Wednesday, August 02, 2006

I was only home for three days before my body purged itself of the entire trip. I threw up Antigua, San Pedro, Monte Ricco, Guatemala City. I threw up frijoles, maize, mango, huevos. I threw up the chicken bus, the mercado, the slum. I threw up Astrid, Margarita, Erick, Eddy, Juan Carlos, Irma, Pablo, Lupita. I threw up the damp rainy season, the swirl of clouds above a volcano, the entire Spanish language. When I was empty of everything possible, I stood over the clean white toilet and shook and cried and spat.

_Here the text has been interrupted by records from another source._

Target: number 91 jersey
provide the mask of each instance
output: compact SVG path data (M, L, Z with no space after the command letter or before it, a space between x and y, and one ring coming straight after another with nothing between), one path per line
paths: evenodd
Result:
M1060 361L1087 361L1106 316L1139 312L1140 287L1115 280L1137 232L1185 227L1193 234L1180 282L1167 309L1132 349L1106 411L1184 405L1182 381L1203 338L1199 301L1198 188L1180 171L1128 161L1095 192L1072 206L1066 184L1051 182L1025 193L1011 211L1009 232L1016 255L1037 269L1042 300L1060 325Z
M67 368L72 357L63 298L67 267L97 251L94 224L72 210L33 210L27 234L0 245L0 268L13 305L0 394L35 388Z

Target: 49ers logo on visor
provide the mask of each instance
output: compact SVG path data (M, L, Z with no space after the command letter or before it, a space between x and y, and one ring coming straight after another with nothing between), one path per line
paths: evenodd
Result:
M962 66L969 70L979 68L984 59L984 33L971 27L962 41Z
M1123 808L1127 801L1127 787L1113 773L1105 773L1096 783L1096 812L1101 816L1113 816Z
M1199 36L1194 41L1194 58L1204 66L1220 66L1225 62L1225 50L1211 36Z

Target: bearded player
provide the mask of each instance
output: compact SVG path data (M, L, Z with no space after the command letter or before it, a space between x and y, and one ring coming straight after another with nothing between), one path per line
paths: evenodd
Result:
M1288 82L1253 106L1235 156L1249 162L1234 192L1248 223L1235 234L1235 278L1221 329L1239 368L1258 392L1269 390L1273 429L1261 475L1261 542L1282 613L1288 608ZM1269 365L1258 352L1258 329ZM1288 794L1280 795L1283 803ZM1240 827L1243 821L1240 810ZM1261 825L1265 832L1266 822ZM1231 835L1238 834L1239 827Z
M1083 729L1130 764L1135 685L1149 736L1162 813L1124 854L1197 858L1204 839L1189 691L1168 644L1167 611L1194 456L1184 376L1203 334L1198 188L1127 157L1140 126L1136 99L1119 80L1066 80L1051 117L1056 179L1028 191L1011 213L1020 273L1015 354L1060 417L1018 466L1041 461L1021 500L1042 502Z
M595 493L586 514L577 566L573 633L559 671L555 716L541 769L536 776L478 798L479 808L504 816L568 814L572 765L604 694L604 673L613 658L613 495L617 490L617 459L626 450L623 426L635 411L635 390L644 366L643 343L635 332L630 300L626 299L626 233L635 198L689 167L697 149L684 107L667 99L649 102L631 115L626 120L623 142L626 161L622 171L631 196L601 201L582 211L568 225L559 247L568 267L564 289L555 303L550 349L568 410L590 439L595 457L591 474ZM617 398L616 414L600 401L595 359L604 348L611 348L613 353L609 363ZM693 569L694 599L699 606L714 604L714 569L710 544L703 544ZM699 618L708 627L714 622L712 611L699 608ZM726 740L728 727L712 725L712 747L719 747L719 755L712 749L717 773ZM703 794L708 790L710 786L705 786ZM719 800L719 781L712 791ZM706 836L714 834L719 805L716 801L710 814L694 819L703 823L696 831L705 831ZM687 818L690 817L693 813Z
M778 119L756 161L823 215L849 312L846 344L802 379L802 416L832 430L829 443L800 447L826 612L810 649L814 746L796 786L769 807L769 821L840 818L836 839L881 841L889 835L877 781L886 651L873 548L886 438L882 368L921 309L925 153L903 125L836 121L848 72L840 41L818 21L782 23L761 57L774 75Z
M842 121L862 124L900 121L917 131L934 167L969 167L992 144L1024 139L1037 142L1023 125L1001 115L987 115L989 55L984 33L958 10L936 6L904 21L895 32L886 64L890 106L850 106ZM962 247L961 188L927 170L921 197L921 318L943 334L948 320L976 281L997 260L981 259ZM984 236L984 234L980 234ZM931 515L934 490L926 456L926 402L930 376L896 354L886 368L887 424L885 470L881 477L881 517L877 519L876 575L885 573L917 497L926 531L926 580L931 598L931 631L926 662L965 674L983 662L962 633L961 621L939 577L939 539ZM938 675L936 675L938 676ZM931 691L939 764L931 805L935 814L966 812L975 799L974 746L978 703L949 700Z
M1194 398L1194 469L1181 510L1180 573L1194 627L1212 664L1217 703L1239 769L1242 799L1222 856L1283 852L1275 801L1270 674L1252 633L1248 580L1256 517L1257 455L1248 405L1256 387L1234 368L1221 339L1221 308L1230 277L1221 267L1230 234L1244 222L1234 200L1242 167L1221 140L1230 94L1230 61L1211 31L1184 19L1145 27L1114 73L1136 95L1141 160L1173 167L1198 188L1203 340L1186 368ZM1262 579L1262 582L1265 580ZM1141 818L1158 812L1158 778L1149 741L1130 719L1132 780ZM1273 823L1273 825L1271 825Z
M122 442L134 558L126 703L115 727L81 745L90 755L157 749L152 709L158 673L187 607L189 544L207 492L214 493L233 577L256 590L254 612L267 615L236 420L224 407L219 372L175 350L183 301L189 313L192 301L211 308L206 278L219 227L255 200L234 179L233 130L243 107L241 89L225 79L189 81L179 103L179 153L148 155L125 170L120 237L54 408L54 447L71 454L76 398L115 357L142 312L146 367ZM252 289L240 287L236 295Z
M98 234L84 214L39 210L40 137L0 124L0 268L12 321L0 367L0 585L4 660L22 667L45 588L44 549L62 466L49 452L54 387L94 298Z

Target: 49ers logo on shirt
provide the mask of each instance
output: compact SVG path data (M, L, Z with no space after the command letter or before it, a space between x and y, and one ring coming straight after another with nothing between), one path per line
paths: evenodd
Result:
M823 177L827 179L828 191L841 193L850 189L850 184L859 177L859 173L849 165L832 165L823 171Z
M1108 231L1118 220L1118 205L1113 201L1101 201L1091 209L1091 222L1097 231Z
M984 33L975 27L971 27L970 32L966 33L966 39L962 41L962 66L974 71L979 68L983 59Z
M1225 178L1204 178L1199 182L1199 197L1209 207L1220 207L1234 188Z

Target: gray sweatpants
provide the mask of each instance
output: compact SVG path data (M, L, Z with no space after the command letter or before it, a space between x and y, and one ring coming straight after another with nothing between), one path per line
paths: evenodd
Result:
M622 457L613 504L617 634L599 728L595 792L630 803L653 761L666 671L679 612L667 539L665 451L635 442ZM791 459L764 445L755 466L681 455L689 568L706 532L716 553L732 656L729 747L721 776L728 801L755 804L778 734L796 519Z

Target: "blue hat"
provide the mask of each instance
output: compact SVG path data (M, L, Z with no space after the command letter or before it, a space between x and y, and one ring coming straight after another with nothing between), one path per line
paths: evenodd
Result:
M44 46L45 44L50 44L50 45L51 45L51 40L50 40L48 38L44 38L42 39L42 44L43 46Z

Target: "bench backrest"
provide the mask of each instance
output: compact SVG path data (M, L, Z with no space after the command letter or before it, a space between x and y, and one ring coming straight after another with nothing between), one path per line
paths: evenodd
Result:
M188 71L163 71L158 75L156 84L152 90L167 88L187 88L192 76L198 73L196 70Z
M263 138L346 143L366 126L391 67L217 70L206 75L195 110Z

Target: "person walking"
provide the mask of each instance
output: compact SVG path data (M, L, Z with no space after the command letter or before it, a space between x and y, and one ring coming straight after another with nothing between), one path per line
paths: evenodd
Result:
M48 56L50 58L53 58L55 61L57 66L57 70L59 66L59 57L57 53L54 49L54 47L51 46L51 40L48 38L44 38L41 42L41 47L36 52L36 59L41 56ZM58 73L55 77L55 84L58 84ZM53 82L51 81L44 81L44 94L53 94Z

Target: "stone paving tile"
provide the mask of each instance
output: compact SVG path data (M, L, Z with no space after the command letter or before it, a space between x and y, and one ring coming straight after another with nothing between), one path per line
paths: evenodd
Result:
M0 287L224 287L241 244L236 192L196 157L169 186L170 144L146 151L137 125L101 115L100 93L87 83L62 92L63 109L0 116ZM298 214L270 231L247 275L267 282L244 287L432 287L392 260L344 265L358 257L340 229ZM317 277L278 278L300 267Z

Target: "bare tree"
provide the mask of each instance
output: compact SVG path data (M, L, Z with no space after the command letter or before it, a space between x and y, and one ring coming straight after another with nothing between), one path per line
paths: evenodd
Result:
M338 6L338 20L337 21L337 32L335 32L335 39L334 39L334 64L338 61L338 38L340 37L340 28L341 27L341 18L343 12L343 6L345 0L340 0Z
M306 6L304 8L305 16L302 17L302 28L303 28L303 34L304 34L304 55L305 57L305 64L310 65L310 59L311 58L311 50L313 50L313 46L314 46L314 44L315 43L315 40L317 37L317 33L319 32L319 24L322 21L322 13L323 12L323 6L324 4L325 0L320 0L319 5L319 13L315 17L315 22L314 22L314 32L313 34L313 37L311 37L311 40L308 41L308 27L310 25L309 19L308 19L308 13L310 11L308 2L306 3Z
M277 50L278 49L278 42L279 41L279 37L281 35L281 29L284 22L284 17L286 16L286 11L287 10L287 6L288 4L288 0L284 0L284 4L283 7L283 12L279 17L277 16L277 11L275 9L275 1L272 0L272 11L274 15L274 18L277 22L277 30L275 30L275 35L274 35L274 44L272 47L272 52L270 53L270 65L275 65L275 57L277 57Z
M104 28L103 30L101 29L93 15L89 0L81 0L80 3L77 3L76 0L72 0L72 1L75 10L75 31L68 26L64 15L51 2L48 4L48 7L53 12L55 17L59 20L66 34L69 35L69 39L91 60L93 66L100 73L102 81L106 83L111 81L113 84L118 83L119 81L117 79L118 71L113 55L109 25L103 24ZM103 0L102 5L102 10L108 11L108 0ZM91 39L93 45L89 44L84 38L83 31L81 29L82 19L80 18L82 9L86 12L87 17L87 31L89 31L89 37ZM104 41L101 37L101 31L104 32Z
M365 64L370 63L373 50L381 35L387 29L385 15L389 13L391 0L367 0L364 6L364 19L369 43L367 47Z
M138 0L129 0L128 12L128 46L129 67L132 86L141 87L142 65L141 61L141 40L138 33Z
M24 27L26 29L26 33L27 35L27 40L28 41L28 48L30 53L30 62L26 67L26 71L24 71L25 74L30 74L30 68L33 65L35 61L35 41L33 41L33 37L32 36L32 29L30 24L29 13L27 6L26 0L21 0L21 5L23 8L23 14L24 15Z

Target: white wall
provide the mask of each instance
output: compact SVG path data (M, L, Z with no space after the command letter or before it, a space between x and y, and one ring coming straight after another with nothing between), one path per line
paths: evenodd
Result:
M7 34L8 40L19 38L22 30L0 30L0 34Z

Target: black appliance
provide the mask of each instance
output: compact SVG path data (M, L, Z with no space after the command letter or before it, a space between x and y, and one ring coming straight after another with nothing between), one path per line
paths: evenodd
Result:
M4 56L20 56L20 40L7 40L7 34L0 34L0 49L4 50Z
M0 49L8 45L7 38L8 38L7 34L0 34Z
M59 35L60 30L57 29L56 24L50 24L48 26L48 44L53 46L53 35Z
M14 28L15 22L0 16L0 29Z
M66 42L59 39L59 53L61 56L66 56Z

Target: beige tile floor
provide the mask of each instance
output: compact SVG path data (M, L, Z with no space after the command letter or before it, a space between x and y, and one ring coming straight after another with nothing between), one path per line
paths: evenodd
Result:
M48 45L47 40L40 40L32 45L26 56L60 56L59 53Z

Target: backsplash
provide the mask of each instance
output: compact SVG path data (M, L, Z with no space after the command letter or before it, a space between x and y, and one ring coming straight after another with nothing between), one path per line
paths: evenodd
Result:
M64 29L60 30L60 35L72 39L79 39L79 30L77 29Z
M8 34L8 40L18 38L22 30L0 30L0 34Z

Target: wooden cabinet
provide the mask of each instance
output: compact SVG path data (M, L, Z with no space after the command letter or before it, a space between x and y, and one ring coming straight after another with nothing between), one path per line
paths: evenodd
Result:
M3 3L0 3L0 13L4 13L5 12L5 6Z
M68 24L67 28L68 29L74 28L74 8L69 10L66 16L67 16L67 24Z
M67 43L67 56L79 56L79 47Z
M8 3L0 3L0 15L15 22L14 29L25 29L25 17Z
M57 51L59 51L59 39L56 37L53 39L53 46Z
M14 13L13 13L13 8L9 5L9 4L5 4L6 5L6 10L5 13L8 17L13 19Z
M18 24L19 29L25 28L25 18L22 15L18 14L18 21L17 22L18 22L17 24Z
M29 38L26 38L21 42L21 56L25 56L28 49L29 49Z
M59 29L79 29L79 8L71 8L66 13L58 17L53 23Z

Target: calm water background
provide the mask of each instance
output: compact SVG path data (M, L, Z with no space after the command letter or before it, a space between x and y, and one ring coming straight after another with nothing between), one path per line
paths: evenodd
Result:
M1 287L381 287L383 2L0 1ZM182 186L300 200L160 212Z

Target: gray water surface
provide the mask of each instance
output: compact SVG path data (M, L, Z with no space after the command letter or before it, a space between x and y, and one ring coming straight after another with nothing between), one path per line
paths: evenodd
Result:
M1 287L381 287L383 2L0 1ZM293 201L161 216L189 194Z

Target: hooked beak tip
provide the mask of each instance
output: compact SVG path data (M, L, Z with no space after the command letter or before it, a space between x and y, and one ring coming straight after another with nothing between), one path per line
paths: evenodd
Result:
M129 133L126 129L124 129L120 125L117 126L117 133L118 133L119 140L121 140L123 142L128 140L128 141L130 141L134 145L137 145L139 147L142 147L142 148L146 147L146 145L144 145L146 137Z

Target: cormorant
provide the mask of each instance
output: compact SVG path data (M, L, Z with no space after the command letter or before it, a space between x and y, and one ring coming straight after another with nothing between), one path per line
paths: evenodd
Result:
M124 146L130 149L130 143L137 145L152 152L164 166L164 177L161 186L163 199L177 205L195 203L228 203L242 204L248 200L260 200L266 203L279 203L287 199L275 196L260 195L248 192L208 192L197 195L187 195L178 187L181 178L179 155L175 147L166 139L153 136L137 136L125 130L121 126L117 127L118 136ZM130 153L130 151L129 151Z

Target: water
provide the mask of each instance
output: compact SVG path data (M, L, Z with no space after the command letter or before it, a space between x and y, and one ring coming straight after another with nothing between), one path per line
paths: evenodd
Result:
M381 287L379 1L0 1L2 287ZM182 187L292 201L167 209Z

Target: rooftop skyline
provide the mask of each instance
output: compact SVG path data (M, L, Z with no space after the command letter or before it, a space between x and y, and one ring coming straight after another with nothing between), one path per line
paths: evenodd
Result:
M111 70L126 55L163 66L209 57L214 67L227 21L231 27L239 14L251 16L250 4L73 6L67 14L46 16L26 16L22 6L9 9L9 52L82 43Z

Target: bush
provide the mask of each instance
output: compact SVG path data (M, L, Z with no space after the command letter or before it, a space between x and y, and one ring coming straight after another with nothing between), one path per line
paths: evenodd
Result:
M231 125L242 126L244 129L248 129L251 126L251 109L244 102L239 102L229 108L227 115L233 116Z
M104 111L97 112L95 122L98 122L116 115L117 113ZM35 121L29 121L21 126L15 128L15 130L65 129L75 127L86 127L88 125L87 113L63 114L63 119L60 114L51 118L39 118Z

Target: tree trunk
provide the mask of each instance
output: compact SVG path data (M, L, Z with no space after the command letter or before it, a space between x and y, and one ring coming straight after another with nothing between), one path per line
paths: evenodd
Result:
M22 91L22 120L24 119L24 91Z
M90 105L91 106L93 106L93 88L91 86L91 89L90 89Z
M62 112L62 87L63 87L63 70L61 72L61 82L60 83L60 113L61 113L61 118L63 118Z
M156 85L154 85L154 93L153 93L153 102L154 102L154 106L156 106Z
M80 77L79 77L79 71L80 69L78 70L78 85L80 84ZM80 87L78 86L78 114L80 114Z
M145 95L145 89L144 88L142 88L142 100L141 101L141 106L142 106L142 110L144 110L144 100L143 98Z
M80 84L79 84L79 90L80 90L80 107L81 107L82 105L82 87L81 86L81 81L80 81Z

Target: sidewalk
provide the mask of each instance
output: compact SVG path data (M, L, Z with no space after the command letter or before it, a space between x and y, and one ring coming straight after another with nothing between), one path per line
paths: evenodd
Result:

When the needle goes into your arm to probe what is wrong, it is Manuel de Jesus who is entering your veins. You watch this slim, shining thing become a part of you, but you know that in the end you will be left with a red-purple bruise on the soft flesh of your inner elbow. In the end you will have only lost your own blood, and you will have lost him as well. You will have lost everything but the questions: Is he dealing himself a hand of cards at this moment in time? Is he being beaten in the rotting alleyways of the slums? Has he eaten today?

At home, the carpet still feels strange on my feet. I take a dose of Phenergan and try to sleep away all of the problems. Maybe when I wake up I won't remember anymore. My body is empty, in one sense, yet so full that I cannot understand how to live anymore.